Democrats are out for the kill. Republicans are on the defensive. Right?

Not exactly. When it comes to national security, many Democrats are still pulling their punches, even with Bush's approval rating at an all-time low. Just take the issue of warrantless wiretapping. When the nomination of the man who masterminded the arguably illegal program, Michael Hayden, for CIA director comes before the Senate next week, Intelligence Committee Democrats plan to promptly change the subject.

According to Bloomberg News, "Democrats say they will focus their fire on Michael Hayden's military background and suitability to head the Central Intelligence Agency...and won't emphasize the nominee's role in running a much-criticized eavesdropping program."

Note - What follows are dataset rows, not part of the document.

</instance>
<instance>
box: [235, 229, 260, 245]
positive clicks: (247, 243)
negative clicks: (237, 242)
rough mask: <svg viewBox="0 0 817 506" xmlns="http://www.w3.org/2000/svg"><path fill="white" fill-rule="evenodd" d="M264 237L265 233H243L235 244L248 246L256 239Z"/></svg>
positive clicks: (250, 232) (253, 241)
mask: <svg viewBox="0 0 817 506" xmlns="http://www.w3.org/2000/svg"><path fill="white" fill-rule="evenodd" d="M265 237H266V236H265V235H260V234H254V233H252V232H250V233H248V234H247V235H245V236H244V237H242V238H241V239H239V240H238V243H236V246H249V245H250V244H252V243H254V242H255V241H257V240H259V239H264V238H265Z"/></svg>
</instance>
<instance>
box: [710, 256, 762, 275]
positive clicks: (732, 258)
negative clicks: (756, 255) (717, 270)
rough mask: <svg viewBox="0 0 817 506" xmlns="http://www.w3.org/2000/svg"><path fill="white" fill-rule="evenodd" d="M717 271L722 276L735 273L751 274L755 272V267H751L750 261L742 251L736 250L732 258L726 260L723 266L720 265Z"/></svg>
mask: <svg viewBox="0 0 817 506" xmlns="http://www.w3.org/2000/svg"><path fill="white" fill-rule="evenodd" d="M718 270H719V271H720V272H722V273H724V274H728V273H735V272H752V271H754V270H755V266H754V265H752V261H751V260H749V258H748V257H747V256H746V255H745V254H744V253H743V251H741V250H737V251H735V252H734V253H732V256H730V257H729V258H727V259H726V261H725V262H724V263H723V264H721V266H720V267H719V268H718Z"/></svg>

Isn't his role as chief wiretapper central to his suitability? Do we want a CIA chief who believes he's above the rule of law? Is it politically advantageous for Democrats to let Republicans continue to dictate the terms of national security debates?

To reinforce the putrid status quo, Bloomberg quotes a former CIA hand-turned-professor saying: "The public seems to have concluded that the idea of listening in on people who want to blow up things in this country is a pretty good idea."

Of course, if that's how you phrase it. In fact, the public is split on the program. Americans disapprove of the way Bush is fighting the war on terror. And no one knows exactly who the Administration is listening on. They won't tell us. And Congress won't ask.

Hayden's nomination would be the perfect occasion for Democrats to demand answers to some of these questions.